Tuesday, May 19, 2009
A Road Less Traveled.
Isaac was born early that Wednesday morning, and didn't make a sound. My surgery took longer then I had expected because there was scar tissue to cut through, so I asked the doctor if the baby had born yet. He hadn't. I lay there on the operating table knowing the birth of Isaac would also meant his death. I wondered if my baby would cry. I wondered how severe his defect would be. I wondered if the baby would breath, I wondered if he would even live. And live he did, for 70 minutes. Isaac was born, in all his glory, at 8am, and peacefully slipped away from us at 9:10am.
The section itself was the same old thing. I barfed a couple times. My blood pressure was all over the place. I had a hard time breathing from all the water. They pumped fluids into me like no other. And I was tired. By that point I had already been up 24 hours, and a couple times I felt like closing my eyes and just resting. Part of me wanted to sleep, to escape. I had completed my task. I had carried my baby as long as medically possible, and God was deciding the rest.
Isaac was born, and they whisked him away. I asked the doctor if the baby had attempted to cry, and he said that Isaac had pulled that classic new born grimace face and tried once to breath, once to cry. He couldn't. But. His heart was beating strongly. I knew we had him for a short time. Andrew hovered over the baby. In that moment, it broke him. He brought the baby to me, tears streaming down his face, and told me Isaac was still alive. I looked at the baby. I didn't cry. I stared. I stared and I took deep breaths. I stared and realized that God had given us this child and I loved him. Completely. I looked at Isaac's face and remarked at how pretty he was. His face was complete. He had chubby cheeks and a button nose. His eyes were open and he was looking at me. His defect didn't show, and I began to cry as I told Andrew to take the baby to the children. I knew they needed to meet Isaac alive. So I was left there, getting sewn up. Minutes ago I had been joking about how much water was gushing out of me, and now I was wondering if I would see Isaac again, alive.
About 30 minutes later I was taken into my hospital room. I cried as I was wheeled in through the door as I looked at my family member's faces. I had never seem that look in their eyes before. I told the men in the family to give Isaac a name and a blessing. They prayed over the baby, blessed him, and gave him back to me. Every few minutes or so our nurse would check Isaac's heart beat. I knew he was getting close to leaving us. He and I gazed into each other's eyes, and I held onto him. I held onto him and whispered that I loved him. I told the nurse that I felt like Isaac had died, and indeed he had. He passed quietly back to Jesus that morning, in my loving, adoring arms. At that moment I clutched Isaac to me and wept silently over this body. No one made a sound in the room. Not. One. Sound. They respectfully and quietly watched and grieved with me.

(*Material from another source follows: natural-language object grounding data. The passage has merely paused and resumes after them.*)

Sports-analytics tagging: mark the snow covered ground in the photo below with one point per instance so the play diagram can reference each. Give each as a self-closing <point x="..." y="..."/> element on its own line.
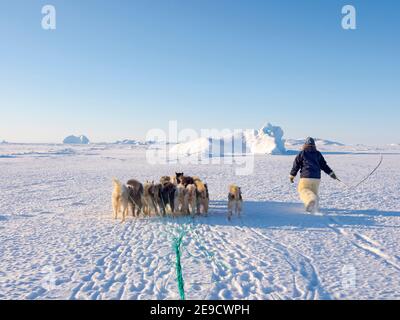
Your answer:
<point x="58" y="239"/>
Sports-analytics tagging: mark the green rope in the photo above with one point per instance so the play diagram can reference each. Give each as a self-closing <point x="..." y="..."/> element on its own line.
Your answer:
<point x="179" y="276"/>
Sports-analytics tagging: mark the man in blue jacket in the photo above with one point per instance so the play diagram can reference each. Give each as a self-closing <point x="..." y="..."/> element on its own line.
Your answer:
<point x="310" y="162"/>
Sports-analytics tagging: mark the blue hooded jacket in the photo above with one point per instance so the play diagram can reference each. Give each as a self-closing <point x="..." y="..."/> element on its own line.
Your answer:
<point x="310" y="162"/>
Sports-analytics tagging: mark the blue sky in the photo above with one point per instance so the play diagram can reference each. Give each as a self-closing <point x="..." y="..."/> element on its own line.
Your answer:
<point x="115" y="69"/>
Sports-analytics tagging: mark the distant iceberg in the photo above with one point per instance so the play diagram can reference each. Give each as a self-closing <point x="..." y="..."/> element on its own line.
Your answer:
<point x="267" y="140"/>
<point x="318" y="142"/>
<point x="76" y="140"/>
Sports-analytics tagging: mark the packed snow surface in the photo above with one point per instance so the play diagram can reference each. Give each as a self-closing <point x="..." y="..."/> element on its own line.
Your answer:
<point x="267" y="140"/>
<point x="76" y="140"/>
<point x="58" y="239"/>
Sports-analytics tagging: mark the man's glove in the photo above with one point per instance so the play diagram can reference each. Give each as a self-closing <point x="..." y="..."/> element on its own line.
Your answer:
<point x="333" y="176"/>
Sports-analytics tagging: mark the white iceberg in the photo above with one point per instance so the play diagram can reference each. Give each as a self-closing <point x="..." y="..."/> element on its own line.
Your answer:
<point x="76" y="140"/>
<point x="267" y="140"/>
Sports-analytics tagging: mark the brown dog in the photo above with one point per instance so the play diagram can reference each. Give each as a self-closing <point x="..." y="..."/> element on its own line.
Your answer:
<point x="202" y="196"/>
<point x="235" y="200"/>
<point x="135" y="189"/>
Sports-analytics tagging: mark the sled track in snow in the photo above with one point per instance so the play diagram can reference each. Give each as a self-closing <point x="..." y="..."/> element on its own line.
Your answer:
<point x="301" y="266"/>
<point x="251" y="275"/>
<point x="364" y="243"/>
<point x="136" y="252"/>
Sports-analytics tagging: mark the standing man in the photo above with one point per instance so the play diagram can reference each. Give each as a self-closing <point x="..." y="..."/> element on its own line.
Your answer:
<point x="310" y="162"/>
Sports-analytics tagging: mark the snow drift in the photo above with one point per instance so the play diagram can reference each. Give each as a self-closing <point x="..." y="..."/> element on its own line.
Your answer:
<point x="76" y="140"/>
<point x="267" y="140"/>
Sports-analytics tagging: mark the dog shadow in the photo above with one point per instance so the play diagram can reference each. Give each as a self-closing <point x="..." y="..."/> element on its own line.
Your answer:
<point x="271" y="215"/>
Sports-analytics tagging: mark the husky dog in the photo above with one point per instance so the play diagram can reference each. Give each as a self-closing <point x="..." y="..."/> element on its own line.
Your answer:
<point x="168" y="196"/>
<point x="201" y="195"/>
<point x="135" y="195"/>
<point x="120" y="199"/>
<point x="191" y="199"/>
<point x="185" y="180"/>
<point x="157" y="189"/>
<point x="179" y="200"/>
<point x="235" y="201"/>
<point x="178" y="176"/>
<point x="149" y="202"/>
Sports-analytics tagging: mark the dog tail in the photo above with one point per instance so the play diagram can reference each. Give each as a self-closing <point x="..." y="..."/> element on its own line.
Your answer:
<point x="235" y="191"/>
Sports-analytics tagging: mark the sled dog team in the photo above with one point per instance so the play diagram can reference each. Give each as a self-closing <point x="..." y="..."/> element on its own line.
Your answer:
<point x="182" y="194"/>
<point x="173" y="195"/>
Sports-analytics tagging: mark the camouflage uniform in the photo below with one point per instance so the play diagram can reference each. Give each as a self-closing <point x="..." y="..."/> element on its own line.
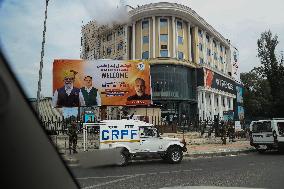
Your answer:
<point x="72" y="133"/>
<point x="223" y="133"/>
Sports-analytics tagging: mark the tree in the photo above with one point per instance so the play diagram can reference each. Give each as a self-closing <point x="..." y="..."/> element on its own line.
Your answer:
<point x="257" y="98"/>
<point x="272" y="70"/>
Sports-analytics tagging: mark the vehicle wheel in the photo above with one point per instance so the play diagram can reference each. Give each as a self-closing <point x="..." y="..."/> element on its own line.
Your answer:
<point x="124" y="158"/>
<point x="174" y="155"/>
<point x="261" y="151"/>
<point x="164" y="157"/>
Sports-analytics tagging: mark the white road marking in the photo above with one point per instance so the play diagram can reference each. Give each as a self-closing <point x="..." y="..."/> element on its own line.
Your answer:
<point x="110" y="182"/>
<point x="138" y="174"/>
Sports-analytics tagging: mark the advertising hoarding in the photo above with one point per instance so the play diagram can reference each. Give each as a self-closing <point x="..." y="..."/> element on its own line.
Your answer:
<point x="210" y="79"/>
<point x="235" y="63"/>
<point x="101" y="82"/>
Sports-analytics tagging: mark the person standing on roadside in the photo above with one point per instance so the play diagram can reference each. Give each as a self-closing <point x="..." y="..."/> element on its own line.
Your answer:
<point x="72" y="133"/>
<point x="223" y="132"/>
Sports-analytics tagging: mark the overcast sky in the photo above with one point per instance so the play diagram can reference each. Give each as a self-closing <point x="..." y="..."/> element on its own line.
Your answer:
<point x="21" y="25"/>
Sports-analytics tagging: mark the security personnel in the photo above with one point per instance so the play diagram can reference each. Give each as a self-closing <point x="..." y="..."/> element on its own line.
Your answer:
<point x="72" y="133"/>
<point x="223" y="132"/>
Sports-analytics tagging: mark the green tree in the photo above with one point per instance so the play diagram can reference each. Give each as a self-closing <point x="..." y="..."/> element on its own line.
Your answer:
<point x="257" y="98"/>
<point x="272" y="70"/>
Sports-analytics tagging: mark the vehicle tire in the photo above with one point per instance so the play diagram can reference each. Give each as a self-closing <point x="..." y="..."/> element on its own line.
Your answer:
<point x="174" y="155"/>
<point x="261" y="151"/>
<point x="125" y="157"/>
<point x="164" y="157"/>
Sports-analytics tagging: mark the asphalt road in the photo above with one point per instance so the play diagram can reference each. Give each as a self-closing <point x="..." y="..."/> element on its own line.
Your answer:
<point x="251" y="170"/>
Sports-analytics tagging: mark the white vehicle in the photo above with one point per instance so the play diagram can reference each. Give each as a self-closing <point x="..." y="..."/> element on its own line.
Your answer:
<point x="136" y="138"/>
<point x="267" y="134"/>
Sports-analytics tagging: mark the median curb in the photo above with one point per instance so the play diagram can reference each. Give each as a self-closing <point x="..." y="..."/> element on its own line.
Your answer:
<point x="72" y="161"/>
<point x="215" y="154"/>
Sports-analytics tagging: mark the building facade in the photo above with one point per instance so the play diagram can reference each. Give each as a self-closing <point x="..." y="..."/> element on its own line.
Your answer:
<point x="181" y="48"/>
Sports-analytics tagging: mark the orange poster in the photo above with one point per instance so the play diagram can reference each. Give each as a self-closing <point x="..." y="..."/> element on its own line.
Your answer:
<point x="101" y="82"/>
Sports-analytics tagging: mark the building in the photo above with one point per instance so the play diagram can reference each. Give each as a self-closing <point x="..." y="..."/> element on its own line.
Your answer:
<point x="182" y="49"/>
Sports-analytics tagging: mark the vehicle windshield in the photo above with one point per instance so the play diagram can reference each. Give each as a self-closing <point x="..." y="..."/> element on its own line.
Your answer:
<point x="280" y="126"/>
<point x="166" y="88"/>
<point x="259" y="127"/>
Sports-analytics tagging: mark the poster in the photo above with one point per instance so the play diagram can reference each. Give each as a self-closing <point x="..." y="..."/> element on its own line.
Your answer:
<point x="101" y="82"/>
<point x="210" y="79"/>
<point x="228" y="115"/>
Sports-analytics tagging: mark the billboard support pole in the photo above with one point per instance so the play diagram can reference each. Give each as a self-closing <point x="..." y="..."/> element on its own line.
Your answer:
<point x="41" y="58"/>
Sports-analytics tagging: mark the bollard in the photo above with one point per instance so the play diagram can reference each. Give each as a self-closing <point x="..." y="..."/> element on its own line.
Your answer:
<point x="64" y="145"/>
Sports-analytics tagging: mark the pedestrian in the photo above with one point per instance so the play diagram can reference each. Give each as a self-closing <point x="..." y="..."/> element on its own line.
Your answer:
<point x="72" y="133"/>
<point x="231" y="132"/>
<point x="223" y="132"/>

The rest of that day is hard to explain. It was the most horrifyingly spiritual experience of my life. It was the hardest day of my life, yet the most peaceful. At some point, over the next few weeks I'll account for those moments, but for now, this is the next part of our story. There is much that is too sacred and private to share, and there is much left to write about, and I will, as I write on.